The larger scale of government actions to assist the economy during the epidemic explains some of the relative strength in consumer spending in the United States. Through June 2021, the IMF predicts that increases in US government expenditure and lost tax collections reached $5.3 trillion, or almost a fourth of yearly GDP. Equivalent measures in Germany amounted to 13.6 percent of yearly production, whereas responses in France, Italy, and Spain were lower.
Prices of secondhand automobiles have risen higher in the United States than in the eurozone, as an example of this disparity.
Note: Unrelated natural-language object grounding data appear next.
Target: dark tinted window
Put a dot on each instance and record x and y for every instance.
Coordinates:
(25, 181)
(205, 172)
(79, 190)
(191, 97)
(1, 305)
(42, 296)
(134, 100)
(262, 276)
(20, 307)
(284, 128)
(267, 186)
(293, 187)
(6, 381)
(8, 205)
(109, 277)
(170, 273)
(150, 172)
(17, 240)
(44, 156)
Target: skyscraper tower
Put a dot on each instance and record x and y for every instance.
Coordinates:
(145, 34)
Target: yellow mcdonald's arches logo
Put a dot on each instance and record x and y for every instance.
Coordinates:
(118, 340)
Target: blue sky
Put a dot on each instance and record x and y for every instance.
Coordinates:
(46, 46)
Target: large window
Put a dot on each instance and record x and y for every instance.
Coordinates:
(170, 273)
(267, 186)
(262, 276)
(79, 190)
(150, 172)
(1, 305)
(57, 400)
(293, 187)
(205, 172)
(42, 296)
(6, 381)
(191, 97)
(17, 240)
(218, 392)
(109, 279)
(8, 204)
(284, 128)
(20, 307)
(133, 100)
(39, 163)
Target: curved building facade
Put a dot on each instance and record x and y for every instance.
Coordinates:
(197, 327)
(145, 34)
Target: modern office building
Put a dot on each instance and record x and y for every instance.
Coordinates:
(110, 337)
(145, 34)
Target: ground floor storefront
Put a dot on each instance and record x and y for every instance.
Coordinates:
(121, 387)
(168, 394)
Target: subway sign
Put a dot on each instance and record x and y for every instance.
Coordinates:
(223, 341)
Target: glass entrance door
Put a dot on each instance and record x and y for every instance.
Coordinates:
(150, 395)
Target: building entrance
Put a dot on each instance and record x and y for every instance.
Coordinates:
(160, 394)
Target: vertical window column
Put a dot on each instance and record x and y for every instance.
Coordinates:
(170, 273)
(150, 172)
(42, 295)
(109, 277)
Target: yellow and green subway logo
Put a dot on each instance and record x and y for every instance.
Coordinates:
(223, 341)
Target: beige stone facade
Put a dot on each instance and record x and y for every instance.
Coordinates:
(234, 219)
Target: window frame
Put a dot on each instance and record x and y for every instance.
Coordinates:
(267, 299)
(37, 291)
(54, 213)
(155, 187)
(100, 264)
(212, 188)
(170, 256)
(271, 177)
According to IMF estimates, vehicle manufacturing in the United States has declined far less than in Europe, owing to a lack of components such as microchips in both regions. In the United States, output in September 2021 was down 13% from the pre-pandemic September 2019 level. German output, on the other hand, was down by a third. However, in the United States, where customers have more money because to larger government stimulus programs, used vehicle and truck prices were 40.5 percent higher in January than a year ago, while they were only 7% higher in the eurozone.
Last spring, Fed policymakers ascribed the spike in inflation to rises in the pricing of a few products associated with the reopening of the economy, which they expected to be temporary. Price pressures widened instead, and the labor market tightened.
At the Fed’s next meeting, Chairman Jerome Powell indicated he will suggest a quarter-percentage-point rate hike. Powell also said that the impact of Russia’s invasion of Ukraine on the US economy in the short term is “very unpredictable.” Rod Lamkey/Zuma Press photo
If robust demand is a bigger element of the inflation narrative in the United States, energy is the most important factor in Europe. Energy accounted for half of the increase in consumer prices in the eurozone from January to December, but just a third in the United States, according to ECB researchers.
The ECB has little power to influence energy prices, but it is mindful that increased energy costs will be a larger drag on economic growth in the eurozone than in the United States. Some experts now believe that if energy costs continue to climb or Russia’s natural gas supply is cut, the eurozone will face a recession later this year. Unlike the United States, which saw economic activity return to pre-pandemic levels in mid-2021, the eurozone has yet to completely recover and may be delayed in passing that barrier by the invasion’s aftermath.
Many analysts believe the ECB will increase rates far less than the Fed due to a weaker European economy and lower inflation powered by robust demand.
“Differences in economic conditions require a change in strategy,” said Luigi Speranza, BNP Paribas’ top global economist.
ECB policymakers kept their bond-buying program open-ended at their meeting in early February, but indicated they were leaning toward ending it shortly. Economists are skeptical that the authorities would do so when they meet on Wednesday and Thursday, given the considerable uncertainty about Europe’s economic future after the invasion.
Policymakers at the European Central Bank have said that they anticipate bond purchases to finish “shortly before” they begin hiking its main deposit rate.
Some analysts anticipated the ECB to increase rates as soon as September before the invasion, but many now expect the first move to be next year, if at all. The Fed might have raised rates multiple times by then.